Esta ofensiva ocorre após a decisão do presidente americano, Donald Trump, de declarar encerrado o cessar-fogo que havia sido assinado em 17 de junho de 2026. O mandatário justificou a ação como retaliação pelo bombardeio iraniano a embarcações comerciais no Estreito de Ormuz ocorrido na terça-feira, 7 de julho.
Para quem não está familiarizado, o Estreito de Ormuz é um dos pontos mais estratégicos do mundo. Trata-se de um estreito de água entre o Golfo Pérsico e o Golfo de Omã, por onde passa cerca de 20% do petróleo mundial. Qualquer conflito nesta região gera um impacto imediato nos preços dos combustíveis em todo o planeta.
As tensões renovadas tiveram um efeito imediato nos mercados de energia. O preço do barril de Brent, o petróleo de referência europeu, registrou um forte aumento de 5,21% na quarta-feira, fechando em 78,02 dólares. Nesta quinta-feira, 9 de julho, o barril para entrega em setembro avança 1,06%, aproximando-se de 78,87 dólares no mercado futuro de Londres.
Teerã busca controlar o estratégico Estreito de Ormuz através da cobrança de taxas, o que gera incerteza no comércio internacional.
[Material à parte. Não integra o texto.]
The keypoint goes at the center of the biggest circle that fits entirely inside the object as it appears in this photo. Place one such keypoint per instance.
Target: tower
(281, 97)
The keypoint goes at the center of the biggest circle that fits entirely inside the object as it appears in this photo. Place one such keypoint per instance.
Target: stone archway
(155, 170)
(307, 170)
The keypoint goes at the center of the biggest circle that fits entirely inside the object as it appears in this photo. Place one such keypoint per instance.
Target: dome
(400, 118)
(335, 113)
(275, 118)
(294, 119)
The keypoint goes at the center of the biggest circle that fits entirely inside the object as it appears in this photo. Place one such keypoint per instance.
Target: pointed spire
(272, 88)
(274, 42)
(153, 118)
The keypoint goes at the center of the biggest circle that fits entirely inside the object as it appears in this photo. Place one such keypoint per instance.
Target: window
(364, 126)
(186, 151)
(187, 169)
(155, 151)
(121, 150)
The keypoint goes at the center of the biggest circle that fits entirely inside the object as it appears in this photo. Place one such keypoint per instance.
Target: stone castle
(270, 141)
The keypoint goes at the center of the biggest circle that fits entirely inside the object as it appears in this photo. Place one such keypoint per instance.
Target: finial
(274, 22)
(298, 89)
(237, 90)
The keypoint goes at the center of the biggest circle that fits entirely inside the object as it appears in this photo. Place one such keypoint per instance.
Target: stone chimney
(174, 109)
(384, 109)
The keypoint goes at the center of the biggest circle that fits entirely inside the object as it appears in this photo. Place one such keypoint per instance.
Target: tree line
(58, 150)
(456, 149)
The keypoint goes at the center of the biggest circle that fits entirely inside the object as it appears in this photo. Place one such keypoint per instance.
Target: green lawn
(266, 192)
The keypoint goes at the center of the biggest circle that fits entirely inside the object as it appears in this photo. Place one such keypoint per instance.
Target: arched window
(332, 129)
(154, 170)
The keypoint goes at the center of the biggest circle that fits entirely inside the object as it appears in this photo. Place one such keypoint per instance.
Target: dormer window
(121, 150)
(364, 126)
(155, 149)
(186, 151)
Segundo a Organização Marítima Internacional (OMI), cerca de 6.000 marinheiros estão bloqueados no Golfo devido à retomada das hostilidades.
Diante da preocupante situação, a comunidade internacional defende o diálogo. O secretário-geral da ONU, António Guterres, pediu a adoção de medidas imediatas para desescalar e a retomada das conversações.
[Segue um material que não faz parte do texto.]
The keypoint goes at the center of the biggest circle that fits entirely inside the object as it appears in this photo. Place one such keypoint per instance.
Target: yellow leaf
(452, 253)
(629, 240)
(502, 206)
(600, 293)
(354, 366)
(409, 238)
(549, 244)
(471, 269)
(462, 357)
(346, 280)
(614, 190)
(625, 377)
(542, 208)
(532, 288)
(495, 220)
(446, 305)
Países como Paquistão e Catar também solicitaram uma descalada. Informou-se que o ministro das Relações Exteriores do Irã, Abbas Araghchi, conversou por telefone com o primeiro-ministro qatari para ressaltar a importância dos meios diplomáticos para resolver os problemas regionais, oferecendo um raio de esperança para uma saída pacífica do conflito.